July of 2013- In the daily routines of parenting, we catch a glimpse, and it stops us in our tracts. Jamie looked at us with only one eye while the other stared into the distance. We knew right away. Shunt failure. Sean swooped her up and took her to children’s hospital ER. At first, they didn’t think it was shunt failure. We insisted. They pushed back. No it’s not. Shunt failure is sooooooo painful. The migraines alone or so intense that it causes one to vomit. And look at her- she’s happy as a clam. And she was. Now, we had had some behavior issues. But that’s it. 24 hours later she ended up in surgery with nuero getting a new shunt on her brain.
Nothing. Nothing at all. Came home with NO pain meds. NO PAIN MEDS!!! after they had literally just drilled a new hole in her skull, placed a shunt in and had two very large sets of stitches on her head (with some of her hair shaved off). NOTHING. She wakes up the next day. I look at my daughter all stitched up on her brain, missing hair, and I shake my head in amazement of God’s timing and causing us to see her eye problem quickly. I am “wowed” by God causing us to look at her in a such a way that we “happened” to catch her eye not moving. Had she gone to sleep that night she may not have woken up. God is AMAZING. We do not believe in coincidence. It is not of our own accord by any stretch of the imagination. God’s timing was impeccable. I shake my head again as I look at her and say good morning. She says “mom, my head is kinda itchy”. I couldn’t help it. I laughed out loud. I picked her up and showed her her head in the mirror and said “yes honey, thats where they cut into your head for your new shunt. It’ll probably be itchy for a while as it heals” ”oh, ok” she says and “MOVES ON”. She did what I am glad that I can NOT do so easily- she MOVED ON. She had NO pain. So, she didn’t care. It didn’t matter.

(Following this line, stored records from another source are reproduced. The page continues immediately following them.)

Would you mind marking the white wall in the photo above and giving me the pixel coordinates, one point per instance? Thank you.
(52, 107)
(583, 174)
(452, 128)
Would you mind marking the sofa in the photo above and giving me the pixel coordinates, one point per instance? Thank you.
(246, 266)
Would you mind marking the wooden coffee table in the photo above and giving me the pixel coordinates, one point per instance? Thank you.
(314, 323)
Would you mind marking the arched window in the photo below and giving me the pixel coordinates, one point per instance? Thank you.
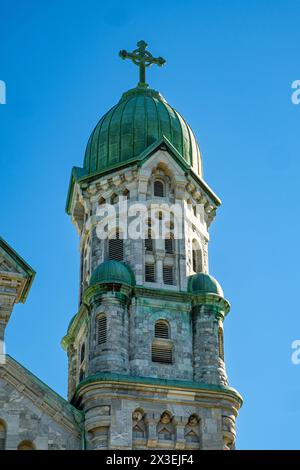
(169, 245)
(114, 199)
(149, 272)
(148, 237)
(26, 445)
(159, 188)
(126, 193)
(115, 247)
(81, 375)
(168, 275)
(162, 347)
(2, 435)
(196, 257)
(82, 353)
(101, 329)
(162, 329)
(221, 343)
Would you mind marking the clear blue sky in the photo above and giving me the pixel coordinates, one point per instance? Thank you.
(230, 65)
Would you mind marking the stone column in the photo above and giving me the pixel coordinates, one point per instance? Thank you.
(208, 365)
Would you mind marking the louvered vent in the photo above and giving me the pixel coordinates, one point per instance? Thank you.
(2, 436)
(158, 189)
(149, 272)
(162, 330)
(162, 353)
(101, 329)
(168, 275)
(82, 353)
(169, 246)
(115, 248)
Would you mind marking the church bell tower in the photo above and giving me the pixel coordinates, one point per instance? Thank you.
(146, 348)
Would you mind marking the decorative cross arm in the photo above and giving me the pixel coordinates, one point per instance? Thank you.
(143, 59)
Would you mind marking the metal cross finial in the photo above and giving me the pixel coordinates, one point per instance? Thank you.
(143, 59)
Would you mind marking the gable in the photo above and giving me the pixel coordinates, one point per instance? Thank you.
(14, 268)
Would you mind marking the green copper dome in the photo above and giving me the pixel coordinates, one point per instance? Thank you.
(112, 272)
(141, 118)
(201, 283)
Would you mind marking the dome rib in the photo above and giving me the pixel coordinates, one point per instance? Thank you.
(139, 119)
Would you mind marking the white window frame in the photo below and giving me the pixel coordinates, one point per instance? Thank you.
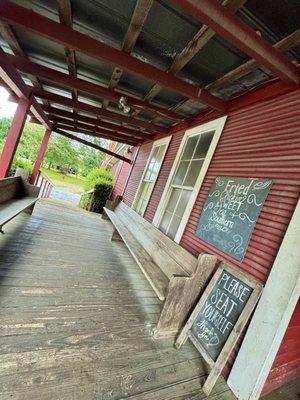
(157, 143)
(217, 126)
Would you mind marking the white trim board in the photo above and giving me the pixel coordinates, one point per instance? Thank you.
(217, 126)
(165, 140)
(271, 318)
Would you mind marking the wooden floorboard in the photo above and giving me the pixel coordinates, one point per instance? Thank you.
(76, 315)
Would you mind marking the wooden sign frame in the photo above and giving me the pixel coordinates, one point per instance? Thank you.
(218, 365)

I could list a 1000 more examples God has given us through our children with special needs. From jumping out of trees and belly flopping on hard ground only to brush off the grass and MOVE ON, to ripping braces off your teeth with your bare hands because they were annoying, or ripping all your toenails off (yes and the flesh too) while in bed one night because they were “too long”, or maybe something even more hair raising than toenails- like twisting out 3 teeth in one night (with your bare hands) that we NOT EVEN AT ALL loose so that you could have teeth come out like a sibling did!!!
and so on…….
next time somethings hurts
next time something wrenches your gut in pain and sorrow
next time pain blindsides you
next time pain slowly etches away at your mind, emotions, and memories……
it may take you time, but don’t “MOVE ON” and be “tough”
there’s no great godly glory in “toughness”
dig deep, keep your eyes open even when you want to look away
beg the Lord for wisdom and discernment, for perspective to see what God sees and not what you see
you WILL NOT be diminishing the event of pain, nor will you “MOVE ON” quickly
you will heal and find you have within yourself a great capacity to care
(and less and less of an ability to “move on”)
And THAT is a VERY good gift that pain will give you.